Eagle County, Colorado Drafting Climate Plan to Protect Its Snow-Dependent Economy
A decade after a narrower government-operations plan, the county is pursuing a community-wide strategy covering emissions, wildfire, and water amid growing threats to its ski-resort economy.
Eagle County, Colorado, home to Vail, Beaver Creek, and an economy built almost entirely on snow, is moving to build its most comprehensive climate plan ever, one that confronts a hard reality: the conditions that make the county one of the world's premier ski destinations are becoming less reliable.
The county has posted a request for proposals to hire consultants to develop a community-wide Climate Action Strategy, a significant step beyond its 2016 plan, which focused mainly on county government operations. The new strategy is intended to cover all 56,000 residents and the full geography of the county, from Vail and Beaver Creek to the working-class downvalley towns of Eagle and Gypsum, and to address both cutting emissions and preparing for climate impacts already underway.
Those impacts are not abstract in Eagle County. The Grizzly Creek Fire burned more than 32,000 acres along I-70 in 2020, closing the interstate for weeks and triggering months of mudslides in Glenwood Canyon. Bark beetle infestations, fueled by warming winters, have killed millions of acres of mountain trees across Colorado, raising wildfire risk further. The Colorado River Basin, which the Eagle River feeds into, has endured a 23-year megadrought. Long-term snowpack trends threaten both the county's water supply and the ski industry that underwrites its tax base.
Colorado's greenhouse gas emissions vs. state reduction targets
Source: NationGraph.
Colorado state law adds urgency. Under HB19-1261, the state is required to cut greenhouse gas emissions 50 percent by 2030 and 90 percent by 2050 compared to 2005 levels, targets that depend heavily on local governments taking action.

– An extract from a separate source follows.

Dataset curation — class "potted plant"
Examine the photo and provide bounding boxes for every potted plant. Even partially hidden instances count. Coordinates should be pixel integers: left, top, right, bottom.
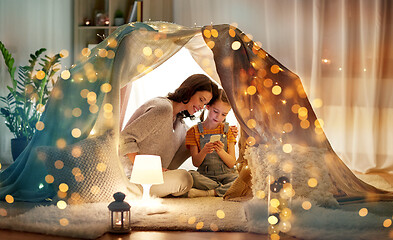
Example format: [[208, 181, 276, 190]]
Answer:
[[0, 41, 61, 160], [115, 9, 124, 26]]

Neighboring Pitkin County, home to Aspen, has become a national model for mountain-community climate planning, and Eagle County has long been measured against that benchmark.
The county's per-capita carbon footprint is likely high: I-70 corridor traffic, energy-intensive snowmaking operations, and a large stock of luxury residential properties all contribute. Vail Resorts, headquartered in the county, has pledged a zero net operating footprint by 2030, giving the county a major private-sector partner, and a public accountability standard to match.
But the process will surface difficult questions. Housing affordability is already the county's most contentious political issue, and any climate standards that raise construction costs will hit hard in a place where the Latino workforce that staffs the resort economy is already squeezed. A strategy that works for Vail homeowners may look very different for families in Gypsum.
The county is in early planning stages, and a completed strategy is likely months away. How the county balances emissions targets, wildfire resilience, water security, and the economic pressures on its working-class communities will shape the final plan.